Peu lisible, incertaine sur le plan de l'inefficacité et inéquitable. C’est en ces termes peu amènes que Didier Migaud, Premier président de la Cour des comptes, a résumé la fiscalité locale à la présentation du dernier rapport du Conseil des prélèvements obligatoires (CPO).
Un constat sévère et sans appel, résultat, selon lui, d’aménagements à la marge, successifs et sédimentés. Si la fiscalité locale repose sur quatre taxes principales – les fameuses "quatre vieilles" – il s'y ajoute, entre autres, la taxe d'enlèvement sur les ordures ménagères, le versement transport et les impôts indirects, les droits de mutation, notamment.
Immeubles sous-fiscalisés
Ces impôts, dont les produits sont répartis sur les divers niveaux de collectivités, le sont de manière inéquitable. Pour le contribuable d’abord, puisque le montant de l’impôt acquitté n’a quasiment pas de lien avec le revenu ou la valeur du bien. Pour les collectivités ensuite, puisque les taxes locales et leur répartition ne corrige pas suffisamment les inégalités entre les territoires, par ce que l’on appelle la péréquation.
Aux grands maux les grands remèdes. Le Conseil propose de mieux prendre en compte les capacités contributives des contribuables, en introduisant une part de revenu dans l'assiette de la taxe d'habitation mais surtout de revoir les bases de la taxe foncière. Une piste qui a les faveurs des députés socialistes Pierre-Alain Muet et Jean-Pierre Balligand, pour qui les références actuelles permettent de sous-fiscaliser les immeubles anciens des centres-villes.

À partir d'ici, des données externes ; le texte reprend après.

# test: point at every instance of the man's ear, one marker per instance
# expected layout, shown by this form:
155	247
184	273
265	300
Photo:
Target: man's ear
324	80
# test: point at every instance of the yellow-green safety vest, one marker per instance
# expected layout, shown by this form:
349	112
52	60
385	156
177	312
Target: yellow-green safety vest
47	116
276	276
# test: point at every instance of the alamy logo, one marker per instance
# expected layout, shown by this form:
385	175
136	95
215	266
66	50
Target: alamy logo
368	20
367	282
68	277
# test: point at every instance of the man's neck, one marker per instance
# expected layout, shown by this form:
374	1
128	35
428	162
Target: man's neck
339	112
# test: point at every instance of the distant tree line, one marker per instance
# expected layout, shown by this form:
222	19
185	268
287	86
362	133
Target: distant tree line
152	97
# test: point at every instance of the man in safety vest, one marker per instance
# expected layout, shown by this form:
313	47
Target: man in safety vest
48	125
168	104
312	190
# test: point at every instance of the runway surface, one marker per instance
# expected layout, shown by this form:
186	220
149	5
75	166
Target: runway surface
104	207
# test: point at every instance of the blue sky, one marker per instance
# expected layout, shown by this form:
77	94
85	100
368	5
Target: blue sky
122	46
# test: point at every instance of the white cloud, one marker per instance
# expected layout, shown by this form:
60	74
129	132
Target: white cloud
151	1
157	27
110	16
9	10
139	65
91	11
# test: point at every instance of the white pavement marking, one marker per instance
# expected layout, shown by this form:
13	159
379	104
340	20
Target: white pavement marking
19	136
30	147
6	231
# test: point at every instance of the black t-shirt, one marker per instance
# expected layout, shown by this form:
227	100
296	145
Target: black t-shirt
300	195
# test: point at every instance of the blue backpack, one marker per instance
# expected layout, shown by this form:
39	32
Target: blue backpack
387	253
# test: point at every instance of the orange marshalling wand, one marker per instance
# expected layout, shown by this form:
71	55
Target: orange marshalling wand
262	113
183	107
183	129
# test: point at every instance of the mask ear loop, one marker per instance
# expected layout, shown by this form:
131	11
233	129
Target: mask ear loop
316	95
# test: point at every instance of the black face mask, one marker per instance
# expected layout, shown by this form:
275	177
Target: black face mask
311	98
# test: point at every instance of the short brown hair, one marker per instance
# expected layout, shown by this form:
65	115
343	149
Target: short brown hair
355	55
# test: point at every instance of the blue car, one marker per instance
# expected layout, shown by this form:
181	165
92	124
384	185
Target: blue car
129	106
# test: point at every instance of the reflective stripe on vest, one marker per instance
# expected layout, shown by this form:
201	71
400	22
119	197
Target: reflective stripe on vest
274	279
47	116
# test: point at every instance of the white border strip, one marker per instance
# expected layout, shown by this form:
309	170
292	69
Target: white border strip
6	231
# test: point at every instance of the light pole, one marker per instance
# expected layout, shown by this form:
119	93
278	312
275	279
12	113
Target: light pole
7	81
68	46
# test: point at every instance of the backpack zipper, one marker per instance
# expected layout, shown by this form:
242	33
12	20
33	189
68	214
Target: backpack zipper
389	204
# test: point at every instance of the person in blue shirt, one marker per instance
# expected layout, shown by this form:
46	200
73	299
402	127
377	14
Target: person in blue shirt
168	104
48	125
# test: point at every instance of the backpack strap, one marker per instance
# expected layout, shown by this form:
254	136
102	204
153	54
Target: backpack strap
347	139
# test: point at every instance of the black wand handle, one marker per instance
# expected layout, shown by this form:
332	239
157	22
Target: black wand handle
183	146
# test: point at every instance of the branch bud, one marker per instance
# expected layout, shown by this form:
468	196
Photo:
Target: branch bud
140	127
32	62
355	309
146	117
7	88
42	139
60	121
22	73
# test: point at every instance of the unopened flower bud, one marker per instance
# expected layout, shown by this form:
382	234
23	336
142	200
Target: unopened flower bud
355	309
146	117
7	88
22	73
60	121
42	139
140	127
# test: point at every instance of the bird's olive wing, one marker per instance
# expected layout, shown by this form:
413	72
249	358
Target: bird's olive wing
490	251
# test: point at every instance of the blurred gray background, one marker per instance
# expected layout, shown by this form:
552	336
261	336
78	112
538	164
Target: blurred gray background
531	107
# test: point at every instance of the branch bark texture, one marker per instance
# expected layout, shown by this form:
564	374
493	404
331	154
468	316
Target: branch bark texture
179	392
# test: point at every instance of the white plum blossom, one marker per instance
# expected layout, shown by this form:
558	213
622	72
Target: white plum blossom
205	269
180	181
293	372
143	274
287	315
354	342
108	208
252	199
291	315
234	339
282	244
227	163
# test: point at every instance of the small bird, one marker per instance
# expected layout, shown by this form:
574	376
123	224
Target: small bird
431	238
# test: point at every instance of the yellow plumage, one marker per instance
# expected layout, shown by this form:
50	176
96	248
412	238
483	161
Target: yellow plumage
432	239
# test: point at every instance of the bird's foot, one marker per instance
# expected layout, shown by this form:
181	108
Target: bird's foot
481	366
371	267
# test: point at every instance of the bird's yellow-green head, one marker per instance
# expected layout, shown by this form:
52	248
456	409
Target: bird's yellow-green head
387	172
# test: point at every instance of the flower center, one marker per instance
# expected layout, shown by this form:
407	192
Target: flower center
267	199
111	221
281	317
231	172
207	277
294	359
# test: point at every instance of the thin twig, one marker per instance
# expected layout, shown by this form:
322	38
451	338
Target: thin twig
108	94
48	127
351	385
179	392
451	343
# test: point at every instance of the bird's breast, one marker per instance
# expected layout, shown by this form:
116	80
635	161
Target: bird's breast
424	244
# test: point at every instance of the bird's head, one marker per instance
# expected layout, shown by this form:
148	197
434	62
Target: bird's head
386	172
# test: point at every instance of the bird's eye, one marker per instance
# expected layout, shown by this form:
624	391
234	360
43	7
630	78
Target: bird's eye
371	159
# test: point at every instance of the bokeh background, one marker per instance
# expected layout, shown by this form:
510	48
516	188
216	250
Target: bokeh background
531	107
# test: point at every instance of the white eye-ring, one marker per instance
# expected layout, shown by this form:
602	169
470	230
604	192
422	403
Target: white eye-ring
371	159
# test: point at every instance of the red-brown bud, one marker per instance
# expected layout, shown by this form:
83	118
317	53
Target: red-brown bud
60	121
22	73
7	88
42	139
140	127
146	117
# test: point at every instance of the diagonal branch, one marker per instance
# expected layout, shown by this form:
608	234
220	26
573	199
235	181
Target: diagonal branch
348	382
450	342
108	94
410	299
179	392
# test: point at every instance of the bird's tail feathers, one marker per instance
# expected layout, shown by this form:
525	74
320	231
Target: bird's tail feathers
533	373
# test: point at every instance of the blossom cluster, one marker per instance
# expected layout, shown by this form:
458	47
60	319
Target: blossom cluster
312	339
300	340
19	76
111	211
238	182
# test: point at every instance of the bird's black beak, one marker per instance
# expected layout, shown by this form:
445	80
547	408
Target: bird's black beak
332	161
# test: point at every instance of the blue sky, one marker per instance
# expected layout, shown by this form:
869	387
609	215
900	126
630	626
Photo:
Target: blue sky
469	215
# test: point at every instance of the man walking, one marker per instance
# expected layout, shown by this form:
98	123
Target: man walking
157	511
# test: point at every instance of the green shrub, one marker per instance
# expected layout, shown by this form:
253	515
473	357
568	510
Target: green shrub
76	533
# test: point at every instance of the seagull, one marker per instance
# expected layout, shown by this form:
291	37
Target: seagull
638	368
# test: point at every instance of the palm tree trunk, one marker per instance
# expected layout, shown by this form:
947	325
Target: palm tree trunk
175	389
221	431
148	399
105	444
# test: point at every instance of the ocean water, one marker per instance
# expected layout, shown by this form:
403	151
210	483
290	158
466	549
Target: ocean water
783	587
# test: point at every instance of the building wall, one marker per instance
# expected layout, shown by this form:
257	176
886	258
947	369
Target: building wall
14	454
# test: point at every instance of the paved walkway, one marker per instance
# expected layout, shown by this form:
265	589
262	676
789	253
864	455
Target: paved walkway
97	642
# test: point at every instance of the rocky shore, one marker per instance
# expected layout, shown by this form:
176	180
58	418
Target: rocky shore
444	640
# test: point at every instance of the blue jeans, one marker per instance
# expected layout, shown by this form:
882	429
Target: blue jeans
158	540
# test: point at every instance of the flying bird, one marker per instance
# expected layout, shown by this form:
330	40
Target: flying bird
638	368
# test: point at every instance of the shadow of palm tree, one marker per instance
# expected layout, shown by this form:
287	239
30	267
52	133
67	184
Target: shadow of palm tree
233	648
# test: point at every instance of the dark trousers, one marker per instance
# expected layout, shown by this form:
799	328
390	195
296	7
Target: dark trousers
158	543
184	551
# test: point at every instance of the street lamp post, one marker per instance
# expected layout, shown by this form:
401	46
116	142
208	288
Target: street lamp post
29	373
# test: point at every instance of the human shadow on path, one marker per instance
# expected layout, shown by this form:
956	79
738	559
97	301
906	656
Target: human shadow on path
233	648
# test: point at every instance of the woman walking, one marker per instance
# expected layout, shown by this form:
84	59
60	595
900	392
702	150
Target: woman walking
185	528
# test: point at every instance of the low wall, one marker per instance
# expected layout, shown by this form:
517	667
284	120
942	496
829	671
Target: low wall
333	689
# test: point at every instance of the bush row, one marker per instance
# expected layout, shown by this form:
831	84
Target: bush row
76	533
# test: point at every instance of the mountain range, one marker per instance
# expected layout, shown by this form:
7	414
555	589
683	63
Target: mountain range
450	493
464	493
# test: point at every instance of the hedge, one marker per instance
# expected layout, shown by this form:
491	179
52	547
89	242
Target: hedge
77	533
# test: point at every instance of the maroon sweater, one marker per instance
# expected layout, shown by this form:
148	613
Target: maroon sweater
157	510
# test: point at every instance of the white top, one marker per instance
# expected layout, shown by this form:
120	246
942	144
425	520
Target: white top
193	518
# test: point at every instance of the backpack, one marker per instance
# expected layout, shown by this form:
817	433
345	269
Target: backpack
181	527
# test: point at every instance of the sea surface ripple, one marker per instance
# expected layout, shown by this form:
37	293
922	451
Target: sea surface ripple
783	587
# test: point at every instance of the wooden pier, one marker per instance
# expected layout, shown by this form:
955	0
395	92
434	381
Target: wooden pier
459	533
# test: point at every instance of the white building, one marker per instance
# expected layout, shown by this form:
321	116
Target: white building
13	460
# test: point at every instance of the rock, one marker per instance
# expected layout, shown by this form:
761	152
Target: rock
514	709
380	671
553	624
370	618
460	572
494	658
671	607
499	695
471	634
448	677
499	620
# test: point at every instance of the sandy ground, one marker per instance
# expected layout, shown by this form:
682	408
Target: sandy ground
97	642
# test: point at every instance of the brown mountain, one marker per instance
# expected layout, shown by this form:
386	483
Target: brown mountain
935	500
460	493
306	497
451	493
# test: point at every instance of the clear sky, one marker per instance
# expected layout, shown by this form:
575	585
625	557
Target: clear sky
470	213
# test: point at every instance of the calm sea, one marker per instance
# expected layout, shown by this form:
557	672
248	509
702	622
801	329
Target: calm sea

Enfin, les dispositifs de péréquation, à travers les mécanismes de la dotation globale de fonctionnement, devraient être revus, afin de bénéficier aux collectivités qui en ont le plus besoin. En pleine période de crise et alors que les collectivités sont appelées à se serrer la ceinture, ce rapport tombe à point nommé pour tenter de mettre un peu d’ordre dans les finances locales. Les budgets des collectivités locales représentent aujourd'hui plus de 11 % de la richesse nationale et la fiscalité locale 5,8 %.